Outside, the day had waned to a moist, cool evening. Luap built up the fire quickly, noticing that Gird still shivered from time to time.
"Are you all right?"
"Just cold." He sounded tired as well as cold. Luap wondered if that way of travel, which he found exhilarating, felt different for the one who was taken, like a sack of meal in a wagon. "I don't
like
caves," Gird said, peevishly. "They all have
something
. . . this one that chamber, the gnomehalls their secret passages and centers, and gods only know what in that place you found, whatever it is." He hitched himself around on the rock, and spread his hands to the fire Luap had built. "And I'm still not sure why you showed me that. Do you know yourself?"
"Not really." Luap put the kettle on its hook, and added more wood to the fire. He should have brought a keg of ale. That would have kept Gird from asking awkward questions . . . but Gird being Gird might have thought that a suspicious thing to do. "I thought you should know about it; I thought it should not be a secret."
"Umph. It was meant to be a secret, I'd wager. Meant to be, and kept a secret, all those years, until you stumbled into it. And that's something I've always wondered about—" He coughed, a long racking cough, and Luap offered him water. Gird gulped a mouthful, and coughed again. "Blast it! You'd think I was an old man, hacking and spitting by the fire." Luap said nothing, in the face of Gird's shrewd gaze. "So . . . is that what you think?" Luap managed a shrug he hoped looked casual.
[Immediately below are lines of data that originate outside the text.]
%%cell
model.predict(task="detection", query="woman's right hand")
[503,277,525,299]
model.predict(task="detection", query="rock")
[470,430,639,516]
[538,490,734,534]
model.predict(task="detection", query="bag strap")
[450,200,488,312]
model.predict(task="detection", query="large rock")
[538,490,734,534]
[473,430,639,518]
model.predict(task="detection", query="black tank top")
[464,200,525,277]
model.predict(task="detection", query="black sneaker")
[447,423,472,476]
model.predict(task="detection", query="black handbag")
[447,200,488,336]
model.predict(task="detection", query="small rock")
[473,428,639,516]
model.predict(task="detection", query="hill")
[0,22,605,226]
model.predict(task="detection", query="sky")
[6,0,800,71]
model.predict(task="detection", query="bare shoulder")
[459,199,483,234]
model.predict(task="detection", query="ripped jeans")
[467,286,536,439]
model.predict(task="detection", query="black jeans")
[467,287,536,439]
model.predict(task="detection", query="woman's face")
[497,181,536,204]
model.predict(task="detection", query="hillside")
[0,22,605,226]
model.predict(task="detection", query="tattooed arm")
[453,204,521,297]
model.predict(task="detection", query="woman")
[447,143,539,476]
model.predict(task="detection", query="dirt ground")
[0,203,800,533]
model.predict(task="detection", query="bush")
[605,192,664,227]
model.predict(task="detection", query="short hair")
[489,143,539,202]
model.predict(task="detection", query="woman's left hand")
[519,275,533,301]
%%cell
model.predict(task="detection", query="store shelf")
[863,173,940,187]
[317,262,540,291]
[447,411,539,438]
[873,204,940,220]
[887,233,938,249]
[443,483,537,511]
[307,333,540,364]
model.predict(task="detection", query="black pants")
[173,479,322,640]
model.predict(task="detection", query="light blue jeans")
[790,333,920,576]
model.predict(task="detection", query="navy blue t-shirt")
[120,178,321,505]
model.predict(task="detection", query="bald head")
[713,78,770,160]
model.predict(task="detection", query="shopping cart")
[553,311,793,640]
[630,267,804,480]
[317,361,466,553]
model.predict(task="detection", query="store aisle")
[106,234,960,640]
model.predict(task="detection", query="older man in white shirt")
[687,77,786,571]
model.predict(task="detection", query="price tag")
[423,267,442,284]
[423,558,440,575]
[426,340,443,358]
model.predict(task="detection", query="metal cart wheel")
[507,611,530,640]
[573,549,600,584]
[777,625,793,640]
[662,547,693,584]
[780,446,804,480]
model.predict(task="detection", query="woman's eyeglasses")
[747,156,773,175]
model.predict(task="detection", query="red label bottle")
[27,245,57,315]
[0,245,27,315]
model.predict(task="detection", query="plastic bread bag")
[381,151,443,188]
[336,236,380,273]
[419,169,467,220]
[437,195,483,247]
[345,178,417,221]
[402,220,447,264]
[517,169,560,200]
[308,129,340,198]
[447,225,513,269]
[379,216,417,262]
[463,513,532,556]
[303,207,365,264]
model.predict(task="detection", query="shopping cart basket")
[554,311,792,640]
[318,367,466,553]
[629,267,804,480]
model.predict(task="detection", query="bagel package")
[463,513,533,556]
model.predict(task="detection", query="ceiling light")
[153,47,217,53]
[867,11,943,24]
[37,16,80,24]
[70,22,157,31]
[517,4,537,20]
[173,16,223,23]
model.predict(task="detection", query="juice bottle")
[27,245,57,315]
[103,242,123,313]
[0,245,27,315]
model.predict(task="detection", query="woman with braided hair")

"You're older than I am, but Arranha is older. To us you're just Gird." Not quite true; others had commented, this past winter, on that same enduring cough.
"That horse has slowed down," Gird said, jerking a thumb at the white blur standing hipshot just outside the cave. "He hardly moves out of an amble, these days." Luap looked at the horse, and met dark eyes that looked no more aged than a colt's. Gird never admitted anything unusual in his horse, but everyone else realized that it had never been a stray carthorse. Where it had come from, no one knew, but Luap had heard more than one refer to it as "Torre's mount's foal."
"Horses age faster than men," Luap said, ignoring the snort from the cave entrance. "And you were willing to sit out in that snowstorm longer than I was."
"That's true." Gird prodded the fire with a stick; sparks shot up, and shadows danced on the cave walls. He looked around. "It was homelier with an army in it."
Noisier and smellier, Luap thought, remembering quarrels and hunger. Now they had plenty of food, warm dry clothes without holes, warm blankets to sleep in. "Sib's ready," he said, lifting the lid on that aromatic brew. "We'll be back to a town tomorrow." If he was lucky, Gird would not get back to his previous topic. He dipped a mugful for Gird, another for himself, and set the loaf by the fire to warm. They had an end of ham, the mushrooms they'd gathered on the way, a handful of berries, a few spring ramps. Gird drank his sib in three gulps, then held his mug for more. Luap served him, silent and hoping to remain so. He offered a slice of warm bread, with a slab of cold ham. Gird took it as silently, and bit off a chunk.
Silence lasted the meal, then Gird belched and sighed. "Strange place. A long way from here or anyplace I ever saw. They don't look like the mountains near the gnome princedom. Elves . . . dwarves . . . they will not thank you for sharing their secret, when they find out."